Anyway, the book chronicles Sanders's search for hope after an argument with his son. Okay, so first of all, Sanders conflates a search for hope with a search for meaning amidst a life of privilege. He so desperately wants to be important enough to warrant the praise of Krakauer's Into the Wild or Frankl's Man's Search for Meaning.

Something Sanders is good at? Writing about nature. I am by no means an outdoor enthusiast, but he was able to describe nature and the environment in a way that made the idea of sleeping on the frozen ground after hiking and sweating all day seem worth it. There was a point in the book when I thought Sanders was going to make his search for hope into a plea for people to treat the environment better and to preserve the Earth for future generations.

But... No such luck.

Instead, he spends seemingly endless pages describing a version of nature that seeks to make you feel guilty for liking grocery stores and mattresses.
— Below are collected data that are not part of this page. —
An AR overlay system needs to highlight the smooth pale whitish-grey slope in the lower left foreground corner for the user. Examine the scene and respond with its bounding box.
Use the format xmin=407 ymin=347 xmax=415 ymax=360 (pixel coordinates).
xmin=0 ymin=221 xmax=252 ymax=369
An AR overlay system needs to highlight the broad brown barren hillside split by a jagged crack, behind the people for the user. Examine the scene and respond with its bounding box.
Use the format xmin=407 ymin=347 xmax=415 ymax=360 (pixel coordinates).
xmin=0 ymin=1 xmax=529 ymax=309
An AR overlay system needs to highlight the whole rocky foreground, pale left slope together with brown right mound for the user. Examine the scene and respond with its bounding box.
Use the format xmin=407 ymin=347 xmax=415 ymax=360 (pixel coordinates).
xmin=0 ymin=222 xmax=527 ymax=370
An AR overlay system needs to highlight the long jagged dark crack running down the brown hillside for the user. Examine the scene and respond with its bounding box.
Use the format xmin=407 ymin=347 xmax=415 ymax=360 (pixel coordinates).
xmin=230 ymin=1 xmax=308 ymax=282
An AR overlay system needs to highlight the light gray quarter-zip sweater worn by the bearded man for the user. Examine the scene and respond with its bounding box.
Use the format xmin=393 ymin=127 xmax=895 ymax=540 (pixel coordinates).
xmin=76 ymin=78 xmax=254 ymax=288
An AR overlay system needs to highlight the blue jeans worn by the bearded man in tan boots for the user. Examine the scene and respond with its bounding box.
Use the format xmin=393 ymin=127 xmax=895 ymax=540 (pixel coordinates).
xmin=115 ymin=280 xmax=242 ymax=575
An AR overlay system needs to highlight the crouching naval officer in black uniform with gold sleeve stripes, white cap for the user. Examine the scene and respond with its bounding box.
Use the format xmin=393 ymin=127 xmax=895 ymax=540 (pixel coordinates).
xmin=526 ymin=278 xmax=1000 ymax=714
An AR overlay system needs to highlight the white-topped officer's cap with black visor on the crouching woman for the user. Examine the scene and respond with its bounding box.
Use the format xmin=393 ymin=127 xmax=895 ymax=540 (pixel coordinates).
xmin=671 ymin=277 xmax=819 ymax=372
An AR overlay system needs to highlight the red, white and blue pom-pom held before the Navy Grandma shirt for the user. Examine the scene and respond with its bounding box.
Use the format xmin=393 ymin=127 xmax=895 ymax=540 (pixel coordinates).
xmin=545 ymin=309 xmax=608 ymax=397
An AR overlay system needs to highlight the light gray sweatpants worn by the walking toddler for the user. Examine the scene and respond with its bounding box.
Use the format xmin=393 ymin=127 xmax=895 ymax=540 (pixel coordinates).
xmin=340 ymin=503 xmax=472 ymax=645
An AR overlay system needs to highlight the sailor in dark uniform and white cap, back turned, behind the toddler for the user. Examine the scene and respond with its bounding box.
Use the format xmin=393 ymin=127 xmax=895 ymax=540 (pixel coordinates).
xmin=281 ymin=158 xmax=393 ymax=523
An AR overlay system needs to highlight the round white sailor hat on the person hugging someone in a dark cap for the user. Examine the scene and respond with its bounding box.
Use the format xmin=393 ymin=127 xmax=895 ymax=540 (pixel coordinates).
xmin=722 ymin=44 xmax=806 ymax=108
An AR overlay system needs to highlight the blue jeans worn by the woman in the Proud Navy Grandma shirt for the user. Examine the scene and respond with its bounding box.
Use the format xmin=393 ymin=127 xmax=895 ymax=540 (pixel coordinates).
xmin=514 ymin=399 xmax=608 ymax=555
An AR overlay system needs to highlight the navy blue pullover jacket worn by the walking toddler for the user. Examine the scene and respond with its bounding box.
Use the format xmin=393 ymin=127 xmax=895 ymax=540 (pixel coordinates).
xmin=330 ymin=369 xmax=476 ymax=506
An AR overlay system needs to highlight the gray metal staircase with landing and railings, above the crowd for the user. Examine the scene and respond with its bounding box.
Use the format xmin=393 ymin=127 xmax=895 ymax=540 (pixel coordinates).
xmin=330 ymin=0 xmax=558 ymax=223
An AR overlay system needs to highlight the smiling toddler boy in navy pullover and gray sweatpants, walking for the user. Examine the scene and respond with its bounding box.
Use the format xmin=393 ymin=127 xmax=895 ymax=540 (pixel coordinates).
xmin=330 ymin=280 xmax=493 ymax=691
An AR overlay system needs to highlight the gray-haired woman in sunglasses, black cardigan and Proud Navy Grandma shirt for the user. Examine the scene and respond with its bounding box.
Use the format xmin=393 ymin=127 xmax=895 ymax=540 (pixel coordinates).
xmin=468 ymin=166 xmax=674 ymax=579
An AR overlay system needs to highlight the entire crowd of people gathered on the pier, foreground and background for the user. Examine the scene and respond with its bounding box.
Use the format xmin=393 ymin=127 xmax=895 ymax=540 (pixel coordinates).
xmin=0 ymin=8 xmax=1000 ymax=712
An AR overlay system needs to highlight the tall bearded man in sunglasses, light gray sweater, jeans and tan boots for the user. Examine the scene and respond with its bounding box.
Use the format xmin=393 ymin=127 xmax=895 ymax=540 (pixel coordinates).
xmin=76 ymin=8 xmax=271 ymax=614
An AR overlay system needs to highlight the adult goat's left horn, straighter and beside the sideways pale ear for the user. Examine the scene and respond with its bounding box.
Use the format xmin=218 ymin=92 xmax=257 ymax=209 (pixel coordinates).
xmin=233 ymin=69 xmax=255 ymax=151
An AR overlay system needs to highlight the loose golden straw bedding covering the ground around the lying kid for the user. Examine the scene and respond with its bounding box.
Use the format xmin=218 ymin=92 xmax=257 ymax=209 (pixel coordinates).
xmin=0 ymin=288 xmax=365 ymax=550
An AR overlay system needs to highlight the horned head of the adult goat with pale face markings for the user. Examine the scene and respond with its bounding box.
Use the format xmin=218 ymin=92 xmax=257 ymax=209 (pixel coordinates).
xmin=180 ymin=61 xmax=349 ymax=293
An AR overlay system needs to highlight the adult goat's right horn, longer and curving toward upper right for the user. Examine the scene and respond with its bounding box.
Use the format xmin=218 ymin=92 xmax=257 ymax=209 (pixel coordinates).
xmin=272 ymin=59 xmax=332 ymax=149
With this point, Sanders makes it clear that he doesn't understand anyone that works paycheck to paycheck or that didn't receive a liberal education extolling the values of Thoreau and memorizing poetry.

My biggest problem with all of this is not that he developed this view of the world or that he decided to chronicle his existential crisis. To each their own and all that. However, I cannot manage to get past the authoritative tone of superiority with which he tries to present his subjective understanding of the world as objective Truth.